Farewell and his party made contact with King Shaka soon after landing in Zululand, presenting him with a variety of gifts. A month later, in August, Shaka granted around 3,500 acres of land encompassing Port Natal to "F.G. Farewell and Company." Farewell hoisted the British flag over the port on August 27, 1824, and, despite the treaty never being ratified, it formed the basis for all subsequent British claims in the area.

== Death ==

In 1829 Farewell set out for Natal from Port Elizabeth, heading overland with a wagon train loaded with two and a half tons of beads for trade with the Zulus, who were now led by King Dingane, Shaka's half-brother and a conspirator in Shaka's assassination the year before. Farewell was accompanied by Thackwray, a trader, and Walker, a naturalist. When Farewell's wagon train reached the vicinity of the kraal of Qwabe chief Nqetho, he halted the wagon train and set off to visit the chief accompanied by Thackwray, Walker, and eight Zulu and Khoikhoi servants, leaving fellow Port Natal settler John Cane in charge of the wagons.

After being received with what historian Donald R. Morris called "apparent kindness" by Nqetho, Farewell, Thackwray, and Walker set up camp outside the kraal while their servants slept in huts inside the kraal. Before they retired for the night, the servants informed Farewell that Nqetho was not to be trusted, and that the atmosphere inside the kraal was tense, but Farewell ignored them.
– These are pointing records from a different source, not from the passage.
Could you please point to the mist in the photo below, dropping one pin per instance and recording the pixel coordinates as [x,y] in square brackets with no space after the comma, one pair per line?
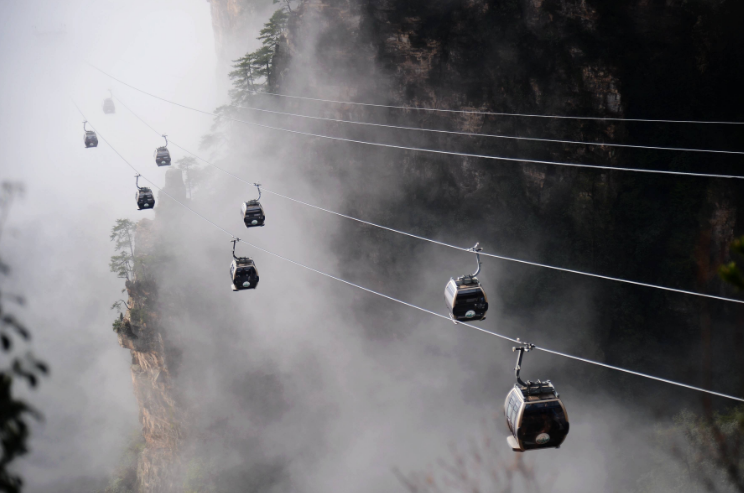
[304,384]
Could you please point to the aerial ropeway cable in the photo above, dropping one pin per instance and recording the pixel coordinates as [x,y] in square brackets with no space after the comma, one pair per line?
[495,136]
[410,305]
[434,151]
[475,112]
[495,113]
[436,242]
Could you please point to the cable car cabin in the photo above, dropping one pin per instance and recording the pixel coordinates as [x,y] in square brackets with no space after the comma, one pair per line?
[91,139]
[162,156]
[108,106]
[244,274]
[145,198]
[466,299]
[535,416]
[253,214]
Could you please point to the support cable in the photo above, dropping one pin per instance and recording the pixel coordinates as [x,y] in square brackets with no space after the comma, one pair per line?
[431,151]
[149,180]
[493,113]
[410,305]
[495,136]
[441,243]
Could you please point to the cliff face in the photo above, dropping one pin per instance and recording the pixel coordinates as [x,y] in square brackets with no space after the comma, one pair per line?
[155,359]
[580,57]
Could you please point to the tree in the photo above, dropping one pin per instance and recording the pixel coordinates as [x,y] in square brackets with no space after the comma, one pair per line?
[14,428]
[730,272]
[480,468]
[187,163]
[253,71]
[708,452]
[286,3]
[123,264]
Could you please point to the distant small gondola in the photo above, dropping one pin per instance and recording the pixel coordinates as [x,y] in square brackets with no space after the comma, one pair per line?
[465,297]
[253,212]
[162,156]
[535,414]
[90,139]
[243,272]
[144,197]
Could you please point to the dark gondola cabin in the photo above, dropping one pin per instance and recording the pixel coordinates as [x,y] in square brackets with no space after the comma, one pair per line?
[466,299]
[253,214]
[244,274]
[108,106]
[91,139]
[162,156]
[145,198]
[535,415]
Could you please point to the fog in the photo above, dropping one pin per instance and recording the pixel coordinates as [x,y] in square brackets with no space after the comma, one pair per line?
[327,385]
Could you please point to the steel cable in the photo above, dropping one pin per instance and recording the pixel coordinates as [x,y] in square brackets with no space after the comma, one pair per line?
[426,150]
[410,305]
[441,243]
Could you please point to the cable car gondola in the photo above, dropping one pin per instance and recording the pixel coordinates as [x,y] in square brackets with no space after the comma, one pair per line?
[465,297]
[243,272]
[252,211]
[534,412]
[91,139]
[108,104]
[162,156]
[144,197]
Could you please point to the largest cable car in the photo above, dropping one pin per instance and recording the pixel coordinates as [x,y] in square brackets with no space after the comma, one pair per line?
[162,156]
[90,139]
[534,412]
[243,272]
[465,297]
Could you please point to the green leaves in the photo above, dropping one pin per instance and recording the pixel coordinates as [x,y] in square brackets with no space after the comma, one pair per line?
[252,71]
[730,272]
[123,235]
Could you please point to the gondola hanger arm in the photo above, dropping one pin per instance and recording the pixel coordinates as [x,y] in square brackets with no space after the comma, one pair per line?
[476,249]
[524,348]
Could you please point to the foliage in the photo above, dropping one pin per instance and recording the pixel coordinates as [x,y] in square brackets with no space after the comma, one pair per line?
[189,165]
[706,451]
[199,477]
[253,71]
[123,235]
[479,468]
[14,429]
[730,272]
[124,479]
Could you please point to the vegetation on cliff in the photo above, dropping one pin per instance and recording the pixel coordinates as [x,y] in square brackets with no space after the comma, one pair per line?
[14,413]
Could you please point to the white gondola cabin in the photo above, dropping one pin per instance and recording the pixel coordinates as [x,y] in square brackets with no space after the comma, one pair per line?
[535,414]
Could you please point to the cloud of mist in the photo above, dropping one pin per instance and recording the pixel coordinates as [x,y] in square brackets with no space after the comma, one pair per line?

During the night, Lynx, one of Farewell's servants, slipped out of the kraal to warn Farewell that Nqetho was plotting the deaths of Farewell and his party. Nqetho had recently quarreled with Dingane and considered him an enemy, and was not sympathetic towards Farewell due to his trading with the Zulu king. He also assumed one of Farewell's Zulu servants, who was the son of a Zulu chief, was a spy. But instead of heeding the warning, Farewell called Lynx a coward and went back to sleep.

Just before dawn, Qwabe warriors approached Farewell's tent, cut its ropes, and stabbed Farewell and his comrades to death as they lay trapped beneath the canvas. Lynx, who had armed himself with a musket and was keeping watch, kicked his companions awake upon hearing the assault on Farewell's tent and led them from the kraal. Only Lynx and two others survived to reach the wagon train, but Lynx killed three of their pursuers, despite being wounded several times himself.

Lynx told Cane that Farewell and his party had been slain, causing Cane to promptly lead the rest of the servants into the bush to elude the Qwabe warriors, who soon reached the train and ransacked the wagons, killing all the horses and oxen and taking all of the beads. Cane returned to Grahamstown to reequip, bringing Farewell's ill-fated overland journey to a close. "Farewell had practically invited his own death," Morris opined, "but his death was untimely and regrettable. For all his rapacisousness and occasional chicanery, he deserves most of the credit for founding Port Natal."

==Legacy==

Farewell Square in Durban is named in his honor.

==In popular culture==

He was played by Edward Fox in the 1986 television drama Shaka Zulu.